軍隊手帳、三種町の遺族に 元米兵の家族が返還

社会

返還された軍隊手帳と写真
返還された軍隊手帳と写真

鵜川村(現三種町)出身で太平洋戦争に出征してフィリピンで戦死した男性が所持していた軍隊手帳が2日、同町に暮らす遺族に手渡された。軍隊手帳の持ち主は岡部時雄さんで、軍人としての身分証明書、履歴書などを兼ねる。米国オハイオ州で米兵だった男性の家族が保管していたが、米国や日本の関係団体を通じて返還された。時雄さんの弟、昭治さん(86)=同町川尻字熊屋敷=は軍隊手帳を受け取り、「私たち家族にとっては兄さん本人が帰宅してきたような思い。皆さんの協力に感謝したい」と語った。

時雄さんは大正10年2月19日生まれで旧制能代中学校から明治大学専門部に進学した後、昭和17年10月に陸軍に入った。暗号解読の任務に当たり、秋田市や弘前市で過ごした後、19年夏に満州(現中国東北部)を経てフィリピンのマニラに入った。当時、フィリピンは激戦の地で、時雄さんは情報収集のために現地入りしたが、20年1月11日にリンガエン湾で銃弾を受けて戦死した。23歳だった。

時雄さんの軍隊手帳は、米国オハイオ州で米兵だった男性の息子が保管していた。米オレゴン州を拠点に日本兵の遺品を遺族に届けている団体「OBONソサエティ」の協力を得て時雄さんが亡くなってから76年が経って遺族の元に届けられることになった。男性は海軍に所属し、戦車揚陸艦の乗員としてフィリピンやニューギニアなどに入ったという。軍隊手帳の入手目的は不明だが、戦利品として持ち帰ったとみられる。

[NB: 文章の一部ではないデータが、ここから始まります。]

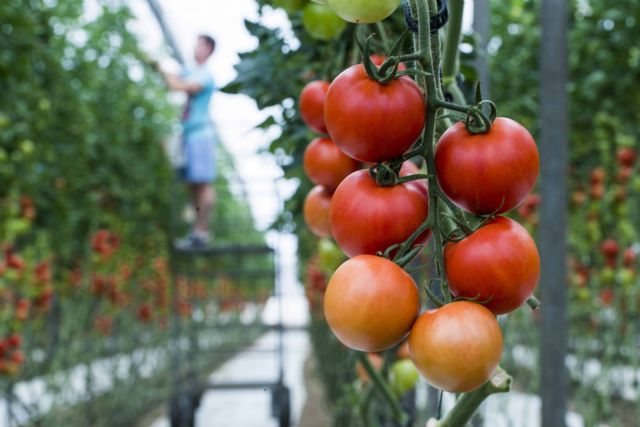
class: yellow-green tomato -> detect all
[302,3,347,41]
[389,359,420,396]
[318,237,347,274]
[328,0,400,24]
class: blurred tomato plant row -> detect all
[0,0,271,426]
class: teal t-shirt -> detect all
[182,65,215,133]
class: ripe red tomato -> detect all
[435,117,540,215]
[589,167,606,185]
[304,138,359,191]
[329,169,429,257]
[324,64,425,163]
[298,80,329,133]
[444,217,540,314]
[324,255,420,352]
[303,185,331,237]
[618,147,636,167]
[409,301,503,393]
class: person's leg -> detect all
[190,183,215,236]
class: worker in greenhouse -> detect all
[160,35,216,249]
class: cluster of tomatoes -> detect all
[570,147,640,313]
[299,42,540,392]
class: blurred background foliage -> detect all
[0,0,273,426]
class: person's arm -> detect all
[160,70,202,95]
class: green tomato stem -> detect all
[358,352,407,426]
[436,366,512,427]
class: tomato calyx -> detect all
[435,82,498,135]
[369,162,430,187]
[355,30,430,85]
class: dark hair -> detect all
[198,34,216,53]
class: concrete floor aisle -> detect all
[150,320,310,427]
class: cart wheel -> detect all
[271,384,291,427]
[169,393,197,427]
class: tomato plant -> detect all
[444,217,540,314]
[304,185,331,237]
[324,64,425,163]
[328,0,400,24]
[324,255,420,352]
[329,170,429,257]
[435,117,539,214]
[409,301,502,393]
[303,138,359,192]
[302,3,346,40]
[298,80,329,133]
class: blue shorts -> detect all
[180,131,216,184]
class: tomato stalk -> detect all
[427,366,512,427]
[358,352,407,426]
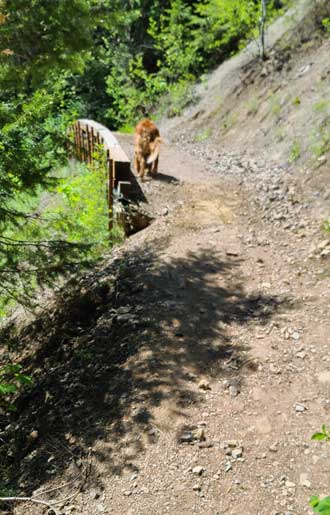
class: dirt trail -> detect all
[83,134,330,515]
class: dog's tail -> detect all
[147,136,163,165]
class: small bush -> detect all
[289,140,301,163]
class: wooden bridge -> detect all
[69,119,145,230]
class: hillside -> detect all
[0,2,330,515]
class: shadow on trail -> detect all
[0,244,285,493]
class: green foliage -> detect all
[309,495,330,515]
[322,18,330,34]
[49,165,109,249]
[309,430,330,515]
[0,364,33,411]
[0,160,118,313]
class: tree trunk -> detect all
[259,0,267,61]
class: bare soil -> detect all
[0,2,330,515]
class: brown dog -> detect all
[134,119,162,179]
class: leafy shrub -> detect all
[309,430,330,515]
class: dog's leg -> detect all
[151,157,159,175]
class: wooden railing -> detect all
[70,119,132,230]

男性の息子はOBONソサエティに対し、「長い年月が経過してしまい、誠に申し訳なく思いますが、ご遺品の返還が皆さまにとって心に安らぎをもたらされますよう心よりお祈り申し上げます」と伝えたという。

2日は町役場で遺留品返還式が行われ、県遺族連合会と町から昭治さんに軍隊手帳と、時雄さんが写っているとみられる軍人の集合写真が手渡された。軍隊手帳は縦約12・5㌢、横約9㌢。陸軍に入ってからの所属先などが手書きで記されているほか、米軍関係者に見られたことを物語るように英文も確認できる。県遺族連合会によると、時雄さんは軍隊手帳を左胸のポケットに入れていたとみられ、貫通した銃弾の跡や血痕も残っている。

昭治さんは「兄さんとは年齢差もあり、一緒に長い時間を過ごすことができなかった。戦死したことについては、幼いながらも両親の会話を聞いて感じ取った。身内が戦地で亡くなったからこそ、戦争の怖さを実感する。戦争のない平和な時代を願いたい」と話した。

県遺族連合会によると、OBONソサエティを通じて平成21年以降、本県関係者では17件の遺留品の返還があった。日章旗が14件と最も多く、軍隊手帳は今回の岡部さんのものが初めてだった。